听到她的脚步声,他回过头来,脸上依稀挂着泪痕。她却望着他笑,她要给他一个惊喜。其实他在阳台上已看到了她那辆崭新的蓝鸟车,她的来到使他孤寂的心情由阴转晴,他希望她是报春的喜鹊。他用那飘飘欲仙的仿绸白褂的袖口擦了擦眼角,自言自语地道:“唉,老了,见风就流泪。”随后转为笑脸说:“最难风雨故人来,这阴森的鬼天气,使我感到温情的可贵啊。来,姗姗,屋里坐,
外面有什么新闻,给老夫说说。”他把她让进了书房,脸上始终挂着慈祥的微笑。那身影俨然是一个有着仙风道骨般睿智的学者身影,在这个高大的身影里你可以感受到人世冷暖,历史沧桑,宦海沉浮所历练出的宝贵财富,这是一种精神上的际遇。张丽姗默默地想。
张丽姗像是变戏法式地从身后掏出了那只厚厚的信封,那只从海峡对岸带来的信。
“谭老伯,你猜猜,我给你带来了什么?”
“信,谁的信?”
“你的。”
“有谁还牵挂着我这个方外之人?”
“大陆来的。”
谭儒文的第六感觉告诉他,这可能是梅韵贞的来信。
“难道是她,她还活着?”他喃喃地自语了一声。这仿佛是从肺腑里发出的声音,带着一丝激励人心的黯哑,却极其清晰。他颤抖着双手接过张丽姗送过来的信封。
他慌慌忙忙地坐进沙发里,从茶几上拿起那副摆在一本线装本《心经注疏)上的老花眼镜。
趁谭儒文看信的当儿,张丽姗打量起这间她熟悉不过的书房。
书房十分宽敞,如果不是因为这倒楣的天气当也是十分明亮的。一房古色古香的柚木家俱,满壁的书橱,宽大的写字台上,置放着一方精雕细刻的雨点金星砚。这砚显然来自将军的家乡安徽歙县,疏疏朗朗的金星仿佛雨点那样布满整个砚堂,四周精雕着一圈山水。细看那图:嶙峋峭壁之上岩松兀立,壁立万倾波涛,金早底部是浅浅的波浪纹,波浪一倾一倾又构成一道道细细的眉纹。

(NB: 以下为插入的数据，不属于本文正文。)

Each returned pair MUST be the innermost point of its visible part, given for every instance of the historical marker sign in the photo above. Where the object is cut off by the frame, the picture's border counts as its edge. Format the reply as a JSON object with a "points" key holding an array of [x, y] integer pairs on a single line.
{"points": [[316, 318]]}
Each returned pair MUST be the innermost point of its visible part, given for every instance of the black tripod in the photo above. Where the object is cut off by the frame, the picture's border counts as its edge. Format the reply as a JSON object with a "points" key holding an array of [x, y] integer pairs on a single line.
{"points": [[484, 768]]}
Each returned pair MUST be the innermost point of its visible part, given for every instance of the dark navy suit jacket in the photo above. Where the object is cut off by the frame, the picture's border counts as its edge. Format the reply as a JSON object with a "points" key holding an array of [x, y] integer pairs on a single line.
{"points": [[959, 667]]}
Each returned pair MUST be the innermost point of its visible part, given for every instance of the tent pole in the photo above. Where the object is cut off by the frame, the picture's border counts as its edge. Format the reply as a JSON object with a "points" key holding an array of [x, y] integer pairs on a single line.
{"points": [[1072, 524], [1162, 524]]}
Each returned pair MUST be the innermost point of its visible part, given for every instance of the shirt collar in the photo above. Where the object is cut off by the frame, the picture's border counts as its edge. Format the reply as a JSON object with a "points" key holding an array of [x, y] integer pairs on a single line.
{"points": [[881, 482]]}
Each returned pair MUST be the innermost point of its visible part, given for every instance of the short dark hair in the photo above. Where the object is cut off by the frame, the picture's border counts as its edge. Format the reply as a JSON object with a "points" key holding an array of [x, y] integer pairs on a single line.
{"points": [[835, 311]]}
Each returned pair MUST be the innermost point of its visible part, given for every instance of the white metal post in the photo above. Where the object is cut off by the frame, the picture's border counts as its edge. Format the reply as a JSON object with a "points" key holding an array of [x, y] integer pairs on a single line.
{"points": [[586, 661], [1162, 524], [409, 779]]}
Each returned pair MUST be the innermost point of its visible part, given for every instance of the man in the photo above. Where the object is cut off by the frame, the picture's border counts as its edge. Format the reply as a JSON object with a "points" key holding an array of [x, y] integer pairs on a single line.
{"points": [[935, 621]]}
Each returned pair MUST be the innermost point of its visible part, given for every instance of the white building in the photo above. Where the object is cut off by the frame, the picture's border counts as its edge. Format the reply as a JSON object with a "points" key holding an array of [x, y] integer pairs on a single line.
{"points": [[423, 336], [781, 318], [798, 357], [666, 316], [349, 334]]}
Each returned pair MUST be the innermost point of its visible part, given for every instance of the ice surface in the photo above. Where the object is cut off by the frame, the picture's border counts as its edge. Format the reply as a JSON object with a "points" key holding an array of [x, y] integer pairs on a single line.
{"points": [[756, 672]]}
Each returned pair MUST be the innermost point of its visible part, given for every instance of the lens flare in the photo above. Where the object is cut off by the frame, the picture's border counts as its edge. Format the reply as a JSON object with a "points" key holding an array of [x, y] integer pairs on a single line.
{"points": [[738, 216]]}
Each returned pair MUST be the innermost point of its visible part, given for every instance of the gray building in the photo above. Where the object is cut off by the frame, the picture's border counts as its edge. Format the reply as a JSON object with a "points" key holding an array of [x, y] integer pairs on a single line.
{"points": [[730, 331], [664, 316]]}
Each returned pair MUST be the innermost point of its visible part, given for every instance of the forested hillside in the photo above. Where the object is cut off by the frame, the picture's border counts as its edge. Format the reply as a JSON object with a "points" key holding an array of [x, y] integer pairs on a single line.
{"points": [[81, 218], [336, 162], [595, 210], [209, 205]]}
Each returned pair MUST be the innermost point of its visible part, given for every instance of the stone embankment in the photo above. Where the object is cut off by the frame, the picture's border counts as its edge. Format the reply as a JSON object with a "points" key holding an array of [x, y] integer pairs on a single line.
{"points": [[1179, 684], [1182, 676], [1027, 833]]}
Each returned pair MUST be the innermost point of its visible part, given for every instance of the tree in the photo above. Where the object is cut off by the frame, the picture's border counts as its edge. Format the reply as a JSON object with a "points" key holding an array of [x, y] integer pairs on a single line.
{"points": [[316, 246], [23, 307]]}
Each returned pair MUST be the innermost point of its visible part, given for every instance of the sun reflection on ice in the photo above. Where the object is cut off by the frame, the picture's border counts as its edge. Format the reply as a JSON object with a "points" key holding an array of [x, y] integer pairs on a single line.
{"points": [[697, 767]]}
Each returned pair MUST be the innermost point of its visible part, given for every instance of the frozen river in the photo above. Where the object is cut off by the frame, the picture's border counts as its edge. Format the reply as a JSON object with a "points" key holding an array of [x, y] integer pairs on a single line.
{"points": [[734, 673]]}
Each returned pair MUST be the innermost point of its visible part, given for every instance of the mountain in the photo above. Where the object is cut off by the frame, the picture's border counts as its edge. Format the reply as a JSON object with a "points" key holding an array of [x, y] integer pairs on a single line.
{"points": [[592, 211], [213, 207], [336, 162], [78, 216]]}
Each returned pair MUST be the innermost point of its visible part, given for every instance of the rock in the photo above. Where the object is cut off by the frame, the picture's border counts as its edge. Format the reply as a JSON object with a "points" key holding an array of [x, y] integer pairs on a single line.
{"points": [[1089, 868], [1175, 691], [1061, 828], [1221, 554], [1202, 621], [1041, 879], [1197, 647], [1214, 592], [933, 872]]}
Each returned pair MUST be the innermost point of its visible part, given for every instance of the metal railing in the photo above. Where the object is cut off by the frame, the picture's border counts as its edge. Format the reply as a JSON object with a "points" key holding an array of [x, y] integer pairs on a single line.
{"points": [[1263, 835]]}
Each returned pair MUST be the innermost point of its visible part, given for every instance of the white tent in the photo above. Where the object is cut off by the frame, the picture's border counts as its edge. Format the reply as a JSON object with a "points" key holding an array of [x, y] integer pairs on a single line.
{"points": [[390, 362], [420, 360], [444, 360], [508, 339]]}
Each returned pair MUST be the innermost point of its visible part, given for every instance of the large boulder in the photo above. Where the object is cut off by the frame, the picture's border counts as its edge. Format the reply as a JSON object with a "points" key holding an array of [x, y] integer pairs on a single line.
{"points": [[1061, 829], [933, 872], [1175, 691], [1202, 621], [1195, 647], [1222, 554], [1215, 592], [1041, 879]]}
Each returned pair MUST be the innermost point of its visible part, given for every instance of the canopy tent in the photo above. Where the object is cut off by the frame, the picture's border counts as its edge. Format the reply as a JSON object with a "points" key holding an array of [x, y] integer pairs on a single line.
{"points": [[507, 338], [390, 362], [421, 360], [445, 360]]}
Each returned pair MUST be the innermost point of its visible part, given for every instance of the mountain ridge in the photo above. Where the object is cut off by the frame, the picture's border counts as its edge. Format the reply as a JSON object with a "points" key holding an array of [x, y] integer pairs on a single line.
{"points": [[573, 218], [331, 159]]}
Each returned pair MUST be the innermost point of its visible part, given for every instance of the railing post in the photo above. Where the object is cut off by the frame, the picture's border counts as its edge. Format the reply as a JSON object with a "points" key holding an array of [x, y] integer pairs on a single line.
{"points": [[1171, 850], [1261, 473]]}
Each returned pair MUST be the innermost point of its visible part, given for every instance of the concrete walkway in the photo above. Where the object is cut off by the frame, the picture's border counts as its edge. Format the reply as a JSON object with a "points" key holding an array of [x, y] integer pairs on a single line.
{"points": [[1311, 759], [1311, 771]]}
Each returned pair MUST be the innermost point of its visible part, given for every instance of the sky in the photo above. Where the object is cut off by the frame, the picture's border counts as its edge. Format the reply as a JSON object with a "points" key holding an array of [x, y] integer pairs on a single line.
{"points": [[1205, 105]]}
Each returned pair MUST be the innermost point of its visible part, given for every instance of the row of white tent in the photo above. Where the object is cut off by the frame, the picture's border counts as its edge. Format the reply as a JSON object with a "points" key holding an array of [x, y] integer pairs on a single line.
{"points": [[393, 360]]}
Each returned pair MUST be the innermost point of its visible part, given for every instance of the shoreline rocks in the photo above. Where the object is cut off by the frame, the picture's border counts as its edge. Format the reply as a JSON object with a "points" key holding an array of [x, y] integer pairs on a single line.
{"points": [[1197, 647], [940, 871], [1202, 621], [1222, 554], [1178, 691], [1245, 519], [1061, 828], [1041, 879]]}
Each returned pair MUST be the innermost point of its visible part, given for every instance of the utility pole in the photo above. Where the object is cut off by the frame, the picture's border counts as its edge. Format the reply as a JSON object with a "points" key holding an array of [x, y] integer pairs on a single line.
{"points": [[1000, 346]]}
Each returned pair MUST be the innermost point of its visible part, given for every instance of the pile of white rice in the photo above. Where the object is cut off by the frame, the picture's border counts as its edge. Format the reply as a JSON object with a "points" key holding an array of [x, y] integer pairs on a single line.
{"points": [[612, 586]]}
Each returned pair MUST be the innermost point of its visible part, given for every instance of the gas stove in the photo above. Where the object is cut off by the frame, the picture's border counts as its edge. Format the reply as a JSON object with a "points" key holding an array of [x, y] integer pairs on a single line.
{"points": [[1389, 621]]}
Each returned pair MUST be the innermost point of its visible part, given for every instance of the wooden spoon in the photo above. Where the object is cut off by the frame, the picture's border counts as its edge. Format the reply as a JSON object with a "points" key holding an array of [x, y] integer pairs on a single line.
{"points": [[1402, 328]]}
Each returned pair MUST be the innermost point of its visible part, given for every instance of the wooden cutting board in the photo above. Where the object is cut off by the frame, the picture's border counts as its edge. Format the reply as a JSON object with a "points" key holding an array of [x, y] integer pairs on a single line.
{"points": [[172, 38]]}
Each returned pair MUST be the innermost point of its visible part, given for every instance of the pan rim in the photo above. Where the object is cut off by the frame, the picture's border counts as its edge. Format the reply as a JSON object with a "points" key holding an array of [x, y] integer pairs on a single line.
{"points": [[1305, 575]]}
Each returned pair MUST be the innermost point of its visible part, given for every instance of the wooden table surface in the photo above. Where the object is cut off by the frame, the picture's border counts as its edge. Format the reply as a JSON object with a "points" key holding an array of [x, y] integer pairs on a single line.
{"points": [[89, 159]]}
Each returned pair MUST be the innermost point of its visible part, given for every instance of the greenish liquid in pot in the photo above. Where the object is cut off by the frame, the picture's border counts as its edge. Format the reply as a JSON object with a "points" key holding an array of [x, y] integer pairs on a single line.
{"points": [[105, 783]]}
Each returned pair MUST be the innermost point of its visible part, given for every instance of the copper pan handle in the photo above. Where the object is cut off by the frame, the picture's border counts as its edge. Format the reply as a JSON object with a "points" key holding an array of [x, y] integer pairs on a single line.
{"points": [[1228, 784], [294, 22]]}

右下角的一块孤石上青松烘托,竹叶帷绕,站着一头戴斗笠、身披道袍之人,长袖飘扬,俨然方外之人。右上角是古意泱然的小篆“观苍海”。此砚石色青碧而金星耀目,纹理匀净而水波浮面,眉纹清晰而晕透肌理。乃砚石中浑然天成,融金星、金晕、眉纹、水波四绝为一体之少见的神品。那一壁松石俨然是将军家乡的黄山,那隔海相望的孤石上站立的道人是否寓意着孤岛上的谭将军呢?同是皖人的曹孟德那借景写情以抒一统江山,昂扬斗志之理想,充斥着一位远征乌桓得胜归来之将军的忧世感慨。那首《观苍海》五言诗的诗意,竟被制砚名家巧妙地借用为谭将军之怀乡思亲之情,却也珠连璧合呢。这方砚的背面,却是雕刻着一个和尚挥笔在蕉叶上题诗的脱俗画面,这又俨然是忘情于书法的怀素和尚了。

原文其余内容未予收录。